As a consequence of its findings the MkV team has contributed to the following policies and tools developed by the Tanzanian government:
- Standards for Adolescent Friendly Reproductive Health Services
- Standards for Peer Education
- Adolescent Sexual & Reproductive Health training manual
- Monitoring and Evaluation Toolkit (to assess whether adolescent reproductive health standards are achieved).
These policies and training documents now guide the delivery of adolescent-friendly reproductive health services in Tanzania.
The timing of this research was opportune, as it coincided with the roll out a new government intervention on adolescent sexual and reproductive health. This involved training regional and district trainers. MkV supplemented this by supporting and evaluating its roll out to the local district level and all health facilities in four districts of Mwanza Region.

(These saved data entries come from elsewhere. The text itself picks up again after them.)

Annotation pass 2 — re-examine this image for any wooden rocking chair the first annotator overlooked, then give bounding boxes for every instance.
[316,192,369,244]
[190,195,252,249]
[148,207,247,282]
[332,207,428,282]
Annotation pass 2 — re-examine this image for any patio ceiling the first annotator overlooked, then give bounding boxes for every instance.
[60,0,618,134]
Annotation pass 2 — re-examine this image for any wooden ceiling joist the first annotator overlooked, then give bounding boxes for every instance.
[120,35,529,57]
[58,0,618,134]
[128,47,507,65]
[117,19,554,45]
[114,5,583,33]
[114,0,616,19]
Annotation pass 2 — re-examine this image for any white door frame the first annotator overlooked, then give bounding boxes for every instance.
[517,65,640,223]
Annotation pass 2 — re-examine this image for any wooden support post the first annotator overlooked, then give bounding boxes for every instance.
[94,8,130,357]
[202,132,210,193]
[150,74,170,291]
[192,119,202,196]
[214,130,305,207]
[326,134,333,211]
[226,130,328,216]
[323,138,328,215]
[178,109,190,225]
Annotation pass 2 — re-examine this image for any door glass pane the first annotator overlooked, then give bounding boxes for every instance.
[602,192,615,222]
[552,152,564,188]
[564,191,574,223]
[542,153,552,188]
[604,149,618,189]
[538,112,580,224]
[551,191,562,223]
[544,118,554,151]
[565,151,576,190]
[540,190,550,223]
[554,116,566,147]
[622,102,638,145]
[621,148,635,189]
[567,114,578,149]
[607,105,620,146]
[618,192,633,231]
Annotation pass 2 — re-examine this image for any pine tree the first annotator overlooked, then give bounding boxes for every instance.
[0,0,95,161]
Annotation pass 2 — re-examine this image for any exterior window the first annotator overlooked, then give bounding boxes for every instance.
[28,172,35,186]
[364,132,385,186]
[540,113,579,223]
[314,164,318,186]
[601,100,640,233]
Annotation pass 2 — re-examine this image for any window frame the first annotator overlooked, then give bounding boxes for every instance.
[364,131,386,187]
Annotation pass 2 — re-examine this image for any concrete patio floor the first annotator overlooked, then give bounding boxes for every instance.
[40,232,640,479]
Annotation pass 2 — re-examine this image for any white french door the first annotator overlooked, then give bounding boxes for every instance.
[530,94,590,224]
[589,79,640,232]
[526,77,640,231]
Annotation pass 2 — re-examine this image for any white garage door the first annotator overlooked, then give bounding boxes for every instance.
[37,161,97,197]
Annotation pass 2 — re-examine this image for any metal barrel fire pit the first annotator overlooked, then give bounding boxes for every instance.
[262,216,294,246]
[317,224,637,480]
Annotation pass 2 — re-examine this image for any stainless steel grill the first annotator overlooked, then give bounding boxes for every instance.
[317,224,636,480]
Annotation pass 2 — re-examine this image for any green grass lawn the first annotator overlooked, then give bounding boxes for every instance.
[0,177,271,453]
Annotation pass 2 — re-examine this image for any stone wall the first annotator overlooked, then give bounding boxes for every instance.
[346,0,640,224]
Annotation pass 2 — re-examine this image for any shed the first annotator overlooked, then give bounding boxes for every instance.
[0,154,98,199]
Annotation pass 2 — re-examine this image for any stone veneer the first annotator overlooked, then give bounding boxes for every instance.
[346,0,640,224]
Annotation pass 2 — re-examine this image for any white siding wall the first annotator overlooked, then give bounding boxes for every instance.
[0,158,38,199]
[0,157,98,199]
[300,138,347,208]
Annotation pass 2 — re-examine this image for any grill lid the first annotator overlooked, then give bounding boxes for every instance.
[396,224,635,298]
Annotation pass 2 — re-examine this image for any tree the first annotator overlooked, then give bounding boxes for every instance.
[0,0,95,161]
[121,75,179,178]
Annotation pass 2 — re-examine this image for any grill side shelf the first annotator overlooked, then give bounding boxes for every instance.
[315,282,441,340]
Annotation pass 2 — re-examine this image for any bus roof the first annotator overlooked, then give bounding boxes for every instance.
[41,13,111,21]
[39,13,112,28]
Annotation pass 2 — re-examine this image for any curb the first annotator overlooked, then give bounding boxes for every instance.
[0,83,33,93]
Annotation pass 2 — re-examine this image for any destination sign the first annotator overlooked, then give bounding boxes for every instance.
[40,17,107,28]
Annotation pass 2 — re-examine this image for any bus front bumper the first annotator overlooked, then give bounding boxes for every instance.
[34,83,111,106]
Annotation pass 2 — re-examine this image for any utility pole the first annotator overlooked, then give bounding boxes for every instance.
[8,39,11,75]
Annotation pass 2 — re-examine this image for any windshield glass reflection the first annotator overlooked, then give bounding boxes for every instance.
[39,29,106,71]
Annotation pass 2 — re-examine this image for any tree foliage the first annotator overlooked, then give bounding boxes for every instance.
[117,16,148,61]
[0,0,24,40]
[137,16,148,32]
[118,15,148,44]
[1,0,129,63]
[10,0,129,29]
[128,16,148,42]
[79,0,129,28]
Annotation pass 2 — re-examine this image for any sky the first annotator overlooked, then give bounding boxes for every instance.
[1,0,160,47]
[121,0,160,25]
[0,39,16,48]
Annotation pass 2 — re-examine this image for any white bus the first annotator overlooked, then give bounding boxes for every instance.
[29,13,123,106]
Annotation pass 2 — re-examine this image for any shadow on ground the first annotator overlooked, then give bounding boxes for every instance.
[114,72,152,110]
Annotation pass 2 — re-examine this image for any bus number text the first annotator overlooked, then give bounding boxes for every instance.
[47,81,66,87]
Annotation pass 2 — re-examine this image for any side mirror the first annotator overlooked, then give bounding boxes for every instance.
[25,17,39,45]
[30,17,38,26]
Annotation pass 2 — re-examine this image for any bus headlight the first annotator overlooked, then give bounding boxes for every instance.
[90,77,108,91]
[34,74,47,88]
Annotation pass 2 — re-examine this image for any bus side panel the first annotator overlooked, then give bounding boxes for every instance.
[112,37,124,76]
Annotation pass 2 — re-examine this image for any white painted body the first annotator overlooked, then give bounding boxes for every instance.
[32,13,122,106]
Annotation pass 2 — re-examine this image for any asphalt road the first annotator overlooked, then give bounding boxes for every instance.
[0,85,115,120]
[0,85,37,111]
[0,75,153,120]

“At first I thought that the many different family planning methods were for older women and men, but after the training in youth friendly services it was clear that they are even for young people, and we are supposed to provide them with this service if they need it,” said an MkV trained health worker.
429 health workers in 177 health facilities have been trained in the provision of youth-friendly services. Close collaboration between MkV with government and district level staff in the Mwanza Region has increased knowledge and built the capacity of adolescent sexual and reproductive healthcare provision. This work has a positive impact on all young people who come into contact with reproductive healthcare services in Tanzania, and illustrates the value of research-informed practice.
The DFID-funded Research Programme Consortium, Research and Capacity Building in Reproductive and Sexual Health and HIV/AIDS in Developing Countries has been involved in the evaluation of MEMA kwa Vijana.